Grand Meadow students join with students from Southland to form boys' and girls' golf teams, and with LeRoy-Ostrander and Kingsland for baseball and softball. Ending those opportunities will save Grand Meadow nearly $11,000, most of it in transportation costs.
Superintendent Joe Brown blames the manner in which Minnesota funds education.
"Our school is growing," he said. "We should have gobs of money and we don't. Our children are just as important as children in Eden Prairie and Wayzata. They have the same right to a quality education.
"Is there a group of people in politics who would like to eliminate public schools in Minnesota? I think there is. I think we're going to become a second-tier state."
He argues that the trouble began when Jesse Ventura was governor and current governor Tim Pawlenty was majority leader of the Minnesota House of Representatives.
"To me, that was the start of the end," he said. "The big income tax cuts of 1999-2000, when they cut a billion dollars off the income taxes, that's exactly what public education is short right now. We are $1 billion short in funding."
Brown is familiar with the legislative process. He is a former Iowa state senator and his wife, Robin Brown, is a first-term DFL member of the Minnesota House of Representatives.
"We moved across the border in 1993 with our six kids because at that time Minnesota was the No. 1 state for kids," said Joe Brown, a former principal at Austin High School who has been superintendent in Grand Meadow for three years.
"I'm extremely upset. I'm disappointed in the Legislature and I'm disappointed in the governor. Just like he was not willing to put money into roads and bridges, the infrastructure of public education in Minnesota is cracking, just like the roads and bridges are."

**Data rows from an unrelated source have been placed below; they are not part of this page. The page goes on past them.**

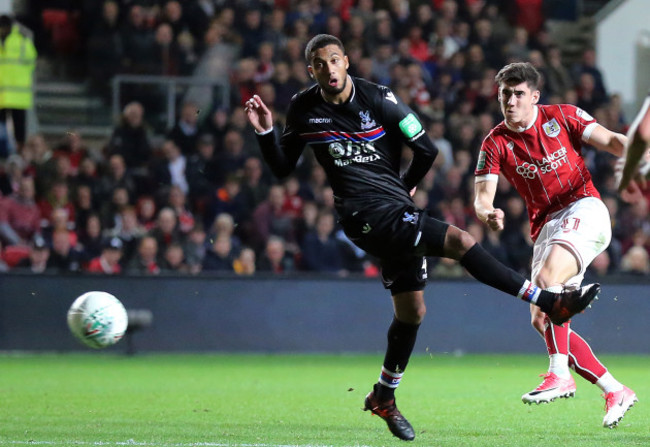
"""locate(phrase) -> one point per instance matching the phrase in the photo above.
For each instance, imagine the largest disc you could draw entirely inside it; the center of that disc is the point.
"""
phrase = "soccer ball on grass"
(97, 319)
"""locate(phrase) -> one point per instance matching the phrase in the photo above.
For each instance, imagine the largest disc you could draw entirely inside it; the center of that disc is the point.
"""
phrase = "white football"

The governor's office declined to respond to Brown's statements.
Grand Meadow sophomore Killian Smith, a three-sport athlete and president of the student council, said the elimination of some sports next year is already having an effect on students.
"I think a lot of them are upset about the cuts," he said. "They wish they could play. Without sports, kids wouldn't really be able to do anything. They would probably be involved in bad things. Sports give them something to do and something to look forward to.
"People don't realize what can happen to their kids. Someone paid for them to go to school and now it's their turn to pay for someone else to go to school."